Pelaihari – KALSEL, (19/6). PAKEM (Pengawas Aliran Kepercayaan) yang dalam hal ini dipimpin oleh Kajari Kabupaten Tanah Laut telah mengundang Jemaat Ahmadiyah Pelaihari untuk rapat koordinasi di ruang Auditorium Kejaksaan Negeri Tanah Laut di lantai 2.
Rapat ini digelar untuk mengambil keputusan perihal berkembangnya Jemaat Ahmadiyah di desa Pemalongan Kec. Bajuin. Pertemuan ini sendiri merupakan pertemuan lanjutan atas rapat yang pernah diadakan di tingkat Desa dan Kecamatan yang dinilai belum tuntas.
Persoalan yang diangkat sejatinya sederhana yakni pihak Ahmadiyah telah mengadakan sholat Jumat secara mandiri dan terpisah dari masyarakat muslim setempat dan muncul kekhawatiran warganya terpengaruh oleh dakwah Ahmadiyah.
Rapat dimulai pukul 09.45 dan dibuka oleh Bapak Abdul Rahman SH selaku Kepala Kejaksaan Negeri Kab. Tanah Laut. Beliau menyampaikan dalam pembukaanya bahwa berdasarkan informasi yang berkembang pihak Ahmadiyah dinilai telah meresahkan masyarakat Pemalongan padahal SKB sendiri telah melarang Ahmadiyah. Setelah pemaparan itu Kajari mempersilahkan Ahmadiyah untuk memberikan klarifikasi atas informasi tersebut.

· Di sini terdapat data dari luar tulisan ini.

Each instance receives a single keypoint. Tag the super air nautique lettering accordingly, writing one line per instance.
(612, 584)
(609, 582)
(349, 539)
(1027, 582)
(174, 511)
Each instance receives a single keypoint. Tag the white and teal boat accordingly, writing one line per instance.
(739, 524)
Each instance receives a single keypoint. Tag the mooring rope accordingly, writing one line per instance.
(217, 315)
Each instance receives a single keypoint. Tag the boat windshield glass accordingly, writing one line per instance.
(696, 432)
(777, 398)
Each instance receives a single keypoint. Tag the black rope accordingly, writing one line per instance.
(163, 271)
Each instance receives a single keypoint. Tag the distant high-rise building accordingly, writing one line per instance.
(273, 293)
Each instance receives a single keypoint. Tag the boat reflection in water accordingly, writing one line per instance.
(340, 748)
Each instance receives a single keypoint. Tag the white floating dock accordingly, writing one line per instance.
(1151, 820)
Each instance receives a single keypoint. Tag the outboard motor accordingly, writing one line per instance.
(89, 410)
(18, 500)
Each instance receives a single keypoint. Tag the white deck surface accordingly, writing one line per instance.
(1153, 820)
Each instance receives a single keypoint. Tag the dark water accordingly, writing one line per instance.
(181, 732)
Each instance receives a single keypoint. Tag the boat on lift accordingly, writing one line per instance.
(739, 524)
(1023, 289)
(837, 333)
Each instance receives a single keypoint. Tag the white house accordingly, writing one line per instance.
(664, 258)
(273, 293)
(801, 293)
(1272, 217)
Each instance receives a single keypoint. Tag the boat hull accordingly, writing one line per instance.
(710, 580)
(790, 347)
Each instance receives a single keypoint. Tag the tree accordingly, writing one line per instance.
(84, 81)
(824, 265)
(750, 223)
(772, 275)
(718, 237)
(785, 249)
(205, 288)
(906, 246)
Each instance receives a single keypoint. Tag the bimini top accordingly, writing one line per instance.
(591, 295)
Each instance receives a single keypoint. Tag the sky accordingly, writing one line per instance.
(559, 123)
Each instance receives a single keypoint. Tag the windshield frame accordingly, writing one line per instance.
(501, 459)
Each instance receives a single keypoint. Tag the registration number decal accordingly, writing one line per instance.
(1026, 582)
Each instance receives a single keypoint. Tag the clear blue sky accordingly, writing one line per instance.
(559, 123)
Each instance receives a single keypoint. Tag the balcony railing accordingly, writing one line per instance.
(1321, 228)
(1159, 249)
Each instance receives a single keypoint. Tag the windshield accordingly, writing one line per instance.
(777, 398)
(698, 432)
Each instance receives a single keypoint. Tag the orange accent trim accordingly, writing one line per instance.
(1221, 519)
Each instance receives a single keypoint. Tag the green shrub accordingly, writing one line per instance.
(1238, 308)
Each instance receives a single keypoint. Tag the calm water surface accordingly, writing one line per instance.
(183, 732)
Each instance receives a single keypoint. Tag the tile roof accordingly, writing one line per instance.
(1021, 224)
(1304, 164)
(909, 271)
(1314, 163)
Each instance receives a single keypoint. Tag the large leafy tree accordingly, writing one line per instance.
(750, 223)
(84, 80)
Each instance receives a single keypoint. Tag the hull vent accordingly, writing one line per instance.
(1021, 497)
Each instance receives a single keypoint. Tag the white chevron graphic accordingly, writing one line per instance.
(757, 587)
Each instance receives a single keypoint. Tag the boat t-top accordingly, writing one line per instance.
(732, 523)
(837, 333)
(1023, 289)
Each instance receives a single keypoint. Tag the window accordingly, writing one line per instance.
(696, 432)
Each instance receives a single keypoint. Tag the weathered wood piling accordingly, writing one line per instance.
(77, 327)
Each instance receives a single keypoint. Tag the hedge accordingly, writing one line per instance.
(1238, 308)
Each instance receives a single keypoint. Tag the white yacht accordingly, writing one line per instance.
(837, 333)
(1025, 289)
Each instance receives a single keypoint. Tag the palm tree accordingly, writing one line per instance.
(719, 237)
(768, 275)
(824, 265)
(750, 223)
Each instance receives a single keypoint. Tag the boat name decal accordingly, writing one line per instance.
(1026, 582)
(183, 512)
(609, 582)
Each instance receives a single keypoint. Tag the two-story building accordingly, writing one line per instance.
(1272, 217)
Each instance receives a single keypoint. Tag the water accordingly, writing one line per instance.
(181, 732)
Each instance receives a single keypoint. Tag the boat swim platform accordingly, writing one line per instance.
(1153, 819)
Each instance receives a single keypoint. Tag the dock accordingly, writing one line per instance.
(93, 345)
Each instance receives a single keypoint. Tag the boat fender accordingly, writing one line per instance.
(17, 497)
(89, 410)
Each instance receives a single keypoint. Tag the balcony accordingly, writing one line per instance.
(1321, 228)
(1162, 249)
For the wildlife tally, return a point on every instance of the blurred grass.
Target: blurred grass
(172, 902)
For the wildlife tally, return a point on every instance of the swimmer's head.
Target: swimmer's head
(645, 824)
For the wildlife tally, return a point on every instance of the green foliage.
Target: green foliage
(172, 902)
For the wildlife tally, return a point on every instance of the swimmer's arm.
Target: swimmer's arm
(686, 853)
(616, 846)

Bapak Bani Ahmad selaku pengurus JAI Pelaihari lalu memberikan klarifikasi. Dan setelah itu Kajari mempersilahkan H. Syahrani selaku ketua MUI Kabupaten memberikan tanggapannya namun beliau memberikan kesempatan itu kepada MUI kecamatan yaitu Bapak H. Sufyan.
Ketua MUI Kecamatan menyampaikan bahwa semua warga Pemalongan sejak bulan Oktober tahun 2018 sudah merasa resah dengan kehadiran Ahmadiyah. Warga, tokoh masyarakat dan agama berkali-kali datang kepada pihak Ahmadiyah meminta agar Ahmadiyah menghentikan kegiatannya, bahkan katanya sudah siap demo tapi beliau menahan warga agar tidak melakukannya dan mengarahkan untuk menunggu prosesnya saja. Intinya ketua MUI Kecamatan menegaskan bahwa 100 persen warga Pemalongan menolak keberadaan Ahmadiyah beserta segala kegiatannya termasuk sholat Jumat di tempat sendiri dan meminta bergabung dengan kaum muslimin setempat.
Setelah pemaparan dari MUI kecamatan lalu dilanjutkan pemaparan oleh MUI Kabupaten bidang Fatwa. Beliau menyampaikan bahwa buku Jawaban Amir Jemaat Ahmadiyah kepada Komisi DPR pemberian Bapak Aminullah (Mubda KALSEL) telah beliau pelajari. Namun ada bagian yang beliau belum pahami yakni mengapa Amir Ahmadiyah menjelaskan bahwa Hz. Mirza Ghulam Ahmad (as) adalah nabi dan rasul padahal tidak ada lagi nabi setelah Nabi Muhammad (saw) dan beliau mengutip surah Al-Ahzab ayat 40 dan hadis La nabiyya ba’diy.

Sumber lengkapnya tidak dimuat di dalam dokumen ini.